Breaux Bridge resident Glenn Patin, who has seen firsthand the result of these factors, has worked tirelessly to address horse neglect and cruelty that he alleges has taken place next door to his home. Patin related account after account of horses being severely neglected while the situation got little to no response from animal rights organizations and law enforcement authorities. He said he feels that the organizations he has provided this information to have turned a deaf ear.
Having done exhaustive research on minimum requirements for grazing, maintenance, and health and safety standards for horses – as well as the minimum annual costs involved – Patin is of the opinion that persons who buy horses at ridiculously low prices might not have the financial means nor the knowledge to properly maintain the horses.
Patin says that he and other members of the community, horsemen in particular, are outraged by the neglect and abuse that goes on unaddressed.
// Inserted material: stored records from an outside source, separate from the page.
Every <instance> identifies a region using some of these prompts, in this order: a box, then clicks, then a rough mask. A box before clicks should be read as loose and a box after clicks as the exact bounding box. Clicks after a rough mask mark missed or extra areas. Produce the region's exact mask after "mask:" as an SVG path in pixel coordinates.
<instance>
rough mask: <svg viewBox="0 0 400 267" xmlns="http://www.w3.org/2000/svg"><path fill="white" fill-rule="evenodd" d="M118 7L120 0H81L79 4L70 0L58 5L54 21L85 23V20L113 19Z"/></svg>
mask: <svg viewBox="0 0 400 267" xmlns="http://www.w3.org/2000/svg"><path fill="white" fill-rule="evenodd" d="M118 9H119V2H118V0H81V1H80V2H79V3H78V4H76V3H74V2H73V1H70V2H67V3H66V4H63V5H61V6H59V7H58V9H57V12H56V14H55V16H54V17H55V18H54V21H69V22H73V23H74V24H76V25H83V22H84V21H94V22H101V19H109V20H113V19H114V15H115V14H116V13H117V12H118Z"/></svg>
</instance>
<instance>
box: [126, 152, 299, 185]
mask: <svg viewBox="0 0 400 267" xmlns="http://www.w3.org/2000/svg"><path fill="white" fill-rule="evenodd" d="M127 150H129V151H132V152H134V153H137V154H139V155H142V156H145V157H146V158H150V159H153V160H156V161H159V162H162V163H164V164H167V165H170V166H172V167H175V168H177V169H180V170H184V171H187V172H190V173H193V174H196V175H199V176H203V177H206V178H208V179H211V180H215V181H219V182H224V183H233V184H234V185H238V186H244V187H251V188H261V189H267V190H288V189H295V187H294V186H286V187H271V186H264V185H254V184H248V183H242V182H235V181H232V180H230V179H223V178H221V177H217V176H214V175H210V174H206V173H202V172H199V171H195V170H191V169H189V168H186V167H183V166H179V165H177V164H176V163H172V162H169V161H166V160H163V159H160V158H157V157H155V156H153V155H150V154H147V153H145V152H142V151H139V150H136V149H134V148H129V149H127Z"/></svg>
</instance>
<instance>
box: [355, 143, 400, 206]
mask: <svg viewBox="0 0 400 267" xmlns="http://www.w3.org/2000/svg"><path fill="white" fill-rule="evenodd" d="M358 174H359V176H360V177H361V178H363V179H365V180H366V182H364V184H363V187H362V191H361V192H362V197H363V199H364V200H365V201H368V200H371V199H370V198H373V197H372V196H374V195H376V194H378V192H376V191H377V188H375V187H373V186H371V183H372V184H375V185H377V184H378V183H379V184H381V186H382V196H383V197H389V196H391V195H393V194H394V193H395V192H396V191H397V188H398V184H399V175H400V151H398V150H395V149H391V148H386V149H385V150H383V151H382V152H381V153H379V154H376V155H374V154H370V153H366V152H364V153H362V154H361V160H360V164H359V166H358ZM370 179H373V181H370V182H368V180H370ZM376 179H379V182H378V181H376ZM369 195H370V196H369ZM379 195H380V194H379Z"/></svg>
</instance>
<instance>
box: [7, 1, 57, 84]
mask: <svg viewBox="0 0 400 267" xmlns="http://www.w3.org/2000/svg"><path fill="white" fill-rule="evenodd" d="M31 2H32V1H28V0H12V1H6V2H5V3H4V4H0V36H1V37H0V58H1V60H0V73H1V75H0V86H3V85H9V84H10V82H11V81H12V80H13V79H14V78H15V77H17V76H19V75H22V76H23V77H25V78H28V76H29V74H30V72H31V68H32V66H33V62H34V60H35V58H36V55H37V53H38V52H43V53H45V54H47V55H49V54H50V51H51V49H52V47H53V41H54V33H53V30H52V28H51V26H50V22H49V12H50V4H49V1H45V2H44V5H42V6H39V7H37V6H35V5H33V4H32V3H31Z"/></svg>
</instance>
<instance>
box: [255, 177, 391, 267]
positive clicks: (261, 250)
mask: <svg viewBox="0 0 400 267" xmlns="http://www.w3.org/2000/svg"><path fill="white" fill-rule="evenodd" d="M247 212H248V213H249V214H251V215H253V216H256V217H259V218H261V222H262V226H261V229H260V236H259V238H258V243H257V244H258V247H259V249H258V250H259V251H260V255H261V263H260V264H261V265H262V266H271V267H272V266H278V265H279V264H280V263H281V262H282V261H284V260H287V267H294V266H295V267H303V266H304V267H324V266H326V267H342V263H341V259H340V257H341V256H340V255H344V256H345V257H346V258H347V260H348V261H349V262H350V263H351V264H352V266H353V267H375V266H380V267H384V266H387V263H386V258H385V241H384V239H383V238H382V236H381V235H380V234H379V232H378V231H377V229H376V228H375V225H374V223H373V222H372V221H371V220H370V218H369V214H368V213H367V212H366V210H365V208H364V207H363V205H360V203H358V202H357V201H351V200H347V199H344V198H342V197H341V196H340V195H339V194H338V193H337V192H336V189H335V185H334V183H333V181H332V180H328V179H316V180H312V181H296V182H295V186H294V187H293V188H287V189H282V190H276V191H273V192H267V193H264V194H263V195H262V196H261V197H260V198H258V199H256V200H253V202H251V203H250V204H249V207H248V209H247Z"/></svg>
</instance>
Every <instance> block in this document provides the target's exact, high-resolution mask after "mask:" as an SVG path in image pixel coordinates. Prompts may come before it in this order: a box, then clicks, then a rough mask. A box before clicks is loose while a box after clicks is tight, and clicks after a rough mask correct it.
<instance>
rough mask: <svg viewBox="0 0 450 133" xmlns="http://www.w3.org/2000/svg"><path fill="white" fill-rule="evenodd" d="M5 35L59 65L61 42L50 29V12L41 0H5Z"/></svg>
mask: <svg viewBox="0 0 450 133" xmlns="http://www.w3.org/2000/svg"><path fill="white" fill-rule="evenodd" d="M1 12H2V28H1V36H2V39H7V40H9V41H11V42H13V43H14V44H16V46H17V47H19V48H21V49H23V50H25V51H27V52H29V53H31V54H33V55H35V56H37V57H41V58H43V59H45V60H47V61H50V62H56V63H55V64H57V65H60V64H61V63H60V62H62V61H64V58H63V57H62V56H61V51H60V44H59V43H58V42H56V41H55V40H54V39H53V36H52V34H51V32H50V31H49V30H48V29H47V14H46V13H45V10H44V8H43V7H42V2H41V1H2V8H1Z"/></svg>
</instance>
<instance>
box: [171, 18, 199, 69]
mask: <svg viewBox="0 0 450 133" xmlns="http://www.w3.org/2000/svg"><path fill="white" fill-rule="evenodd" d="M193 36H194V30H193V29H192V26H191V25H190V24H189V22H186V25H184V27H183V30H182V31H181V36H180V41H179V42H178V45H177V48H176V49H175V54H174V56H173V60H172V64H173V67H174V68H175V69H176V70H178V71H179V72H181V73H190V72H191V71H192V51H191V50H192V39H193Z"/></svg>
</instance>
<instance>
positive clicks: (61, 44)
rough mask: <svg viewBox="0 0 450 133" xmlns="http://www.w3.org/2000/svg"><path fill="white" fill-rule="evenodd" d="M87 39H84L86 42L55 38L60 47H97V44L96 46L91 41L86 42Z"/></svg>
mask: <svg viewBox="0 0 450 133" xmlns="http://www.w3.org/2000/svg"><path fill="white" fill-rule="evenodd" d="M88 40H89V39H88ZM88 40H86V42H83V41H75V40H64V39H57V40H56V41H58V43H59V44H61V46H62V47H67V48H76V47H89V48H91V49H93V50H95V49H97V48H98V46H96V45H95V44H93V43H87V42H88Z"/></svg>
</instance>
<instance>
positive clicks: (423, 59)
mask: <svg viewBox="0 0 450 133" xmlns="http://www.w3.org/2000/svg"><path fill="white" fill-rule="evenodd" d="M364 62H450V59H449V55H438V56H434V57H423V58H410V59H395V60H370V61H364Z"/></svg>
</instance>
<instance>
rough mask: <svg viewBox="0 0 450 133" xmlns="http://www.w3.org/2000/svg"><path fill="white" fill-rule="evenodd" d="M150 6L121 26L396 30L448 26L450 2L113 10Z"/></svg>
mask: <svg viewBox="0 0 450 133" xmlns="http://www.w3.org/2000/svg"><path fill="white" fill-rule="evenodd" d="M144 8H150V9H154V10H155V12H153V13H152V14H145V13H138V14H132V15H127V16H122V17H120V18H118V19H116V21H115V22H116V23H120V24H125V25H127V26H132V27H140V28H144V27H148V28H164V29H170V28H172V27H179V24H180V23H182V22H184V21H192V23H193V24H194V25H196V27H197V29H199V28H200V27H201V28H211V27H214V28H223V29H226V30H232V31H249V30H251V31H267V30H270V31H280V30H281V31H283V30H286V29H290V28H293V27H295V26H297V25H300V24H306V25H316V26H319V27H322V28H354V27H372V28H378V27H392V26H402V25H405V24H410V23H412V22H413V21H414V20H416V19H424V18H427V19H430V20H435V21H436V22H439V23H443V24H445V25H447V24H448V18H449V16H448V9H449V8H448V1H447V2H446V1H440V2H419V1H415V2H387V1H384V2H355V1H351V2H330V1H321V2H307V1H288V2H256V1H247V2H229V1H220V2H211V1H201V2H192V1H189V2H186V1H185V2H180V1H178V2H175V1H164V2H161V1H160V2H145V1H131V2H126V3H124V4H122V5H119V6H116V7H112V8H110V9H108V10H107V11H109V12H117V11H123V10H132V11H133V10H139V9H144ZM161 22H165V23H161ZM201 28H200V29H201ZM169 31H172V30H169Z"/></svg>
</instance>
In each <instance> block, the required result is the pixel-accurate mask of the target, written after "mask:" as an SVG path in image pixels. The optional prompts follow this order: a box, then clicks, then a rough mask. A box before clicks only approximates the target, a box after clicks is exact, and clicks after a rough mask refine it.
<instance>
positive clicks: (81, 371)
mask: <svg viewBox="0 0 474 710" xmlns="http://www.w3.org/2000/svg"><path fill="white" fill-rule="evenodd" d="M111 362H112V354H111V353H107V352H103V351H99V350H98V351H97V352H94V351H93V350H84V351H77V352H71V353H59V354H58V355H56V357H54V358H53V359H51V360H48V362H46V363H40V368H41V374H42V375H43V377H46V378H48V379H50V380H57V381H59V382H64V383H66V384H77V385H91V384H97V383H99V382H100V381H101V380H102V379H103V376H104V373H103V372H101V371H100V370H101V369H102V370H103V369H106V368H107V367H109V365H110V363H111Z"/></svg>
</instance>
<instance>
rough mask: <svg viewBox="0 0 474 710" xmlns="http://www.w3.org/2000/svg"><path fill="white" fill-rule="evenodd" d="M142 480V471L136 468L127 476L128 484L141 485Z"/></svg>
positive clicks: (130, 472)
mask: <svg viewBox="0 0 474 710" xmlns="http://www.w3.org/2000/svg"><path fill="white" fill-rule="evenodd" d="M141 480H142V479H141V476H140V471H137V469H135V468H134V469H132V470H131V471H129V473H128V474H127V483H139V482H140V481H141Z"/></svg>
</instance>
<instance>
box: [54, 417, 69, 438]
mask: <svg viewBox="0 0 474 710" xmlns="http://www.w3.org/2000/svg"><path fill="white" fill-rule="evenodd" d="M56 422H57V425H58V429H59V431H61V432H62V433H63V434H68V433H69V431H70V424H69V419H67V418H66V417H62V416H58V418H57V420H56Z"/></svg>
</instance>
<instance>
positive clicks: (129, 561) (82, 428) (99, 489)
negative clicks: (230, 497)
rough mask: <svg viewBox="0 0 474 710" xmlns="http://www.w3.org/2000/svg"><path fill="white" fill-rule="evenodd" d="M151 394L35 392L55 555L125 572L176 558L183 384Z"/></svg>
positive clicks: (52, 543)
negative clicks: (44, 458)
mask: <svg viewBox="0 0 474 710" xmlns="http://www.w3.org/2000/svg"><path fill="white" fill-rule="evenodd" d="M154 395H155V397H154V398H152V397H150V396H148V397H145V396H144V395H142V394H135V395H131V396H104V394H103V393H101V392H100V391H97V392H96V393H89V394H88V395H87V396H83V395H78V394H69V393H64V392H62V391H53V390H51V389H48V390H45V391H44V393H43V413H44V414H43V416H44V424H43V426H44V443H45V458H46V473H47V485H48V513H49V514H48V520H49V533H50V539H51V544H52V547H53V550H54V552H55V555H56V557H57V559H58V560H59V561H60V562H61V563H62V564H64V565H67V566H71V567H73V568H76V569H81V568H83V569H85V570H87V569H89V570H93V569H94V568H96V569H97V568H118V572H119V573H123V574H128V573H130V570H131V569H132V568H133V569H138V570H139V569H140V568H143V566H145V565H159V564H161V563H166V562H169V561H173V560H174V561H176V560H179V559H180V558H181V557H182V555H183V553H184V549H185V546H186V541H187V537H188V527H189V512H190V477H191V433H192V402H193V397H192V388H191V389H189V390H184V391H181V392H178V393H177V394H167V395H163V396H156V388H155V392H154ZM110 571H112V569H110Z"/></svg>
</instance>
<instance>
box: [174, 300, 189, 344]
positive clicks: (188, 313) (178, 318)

Some relief in the abundant supply of cheap horse may be on the horizon. According to the Nov. 29, 2011, issue of the Christian Science Monitor, federal legislation was passed that month reinstates federal funding for USDA inspection of horse meat intended for human consumption.
According to a July 19, 2012, article in USA Today, horse slaughterhouses are being planned in Missouri, New Mexico, Oklahoma and Wyoming. In Wyoming, state Rep. Sue Wallis, who wants to run slaughter operations in Missouri and Oklahoma, says that primary customers for horse meat are abroad. She goes on to say that there are markets in dozens of countries and horse meat is 40 percent cheaper than beef, so demand is rising as Europe’s economy worsens.
While renewal of funding for USDA inspection gives a green light for meat processors to resume the slaughter of horses, that does not mean the problem of a burgeoning “low-cost” horse population and the associated problems will quickly vanish.
In Texas, where two of the last three U.S. horse slaughterhouses were operating before the 2006 ban, a long-ignored state law criminalizing horse slaughter for human consumption has been brought to the fore and upheld in federal court. To reopen Texas slaughterhouses the legislature would need to repeal the 1949 law.
And it’s not just in Texas where they don’t like the idea of eating horses.
“It’s ultimately a value question on how we value horses in the United States,” said Wayne Pacelle, national president of the Humane Society. “Last thing we’re going to do is set up a commercial operation and sell the meat of dogs and cats in other countries. It’s unthinkable!”
Pacelle disputes the GAO’s conclusion that the slaughter ban contributed to abuse, neglect and abandonment. He says that the number of U.S. horses slaughtered remained constant, around 140,000, before and after the ban, whether they were killed domestically or in other countries.
Proponents of the domestic slaughter ban say there should a ban on the exportation of horses for slaughter as well. But others say that a proven demand will stymie any attempt at choking off the supply. Temple Grandin, an animal behaviorist and consultant to the livestock industry, says horses would end up in an underground market in Mexico where “there’s no supervision at all.” Instead, she advocates humane slaughter facilities and independent video monitoring to ensure that horses are not subject to undue suffering.
While the debate rages nationally, the inhumane treatment of horses here locally will in all likelihood continue unless more resources are applied to the problem.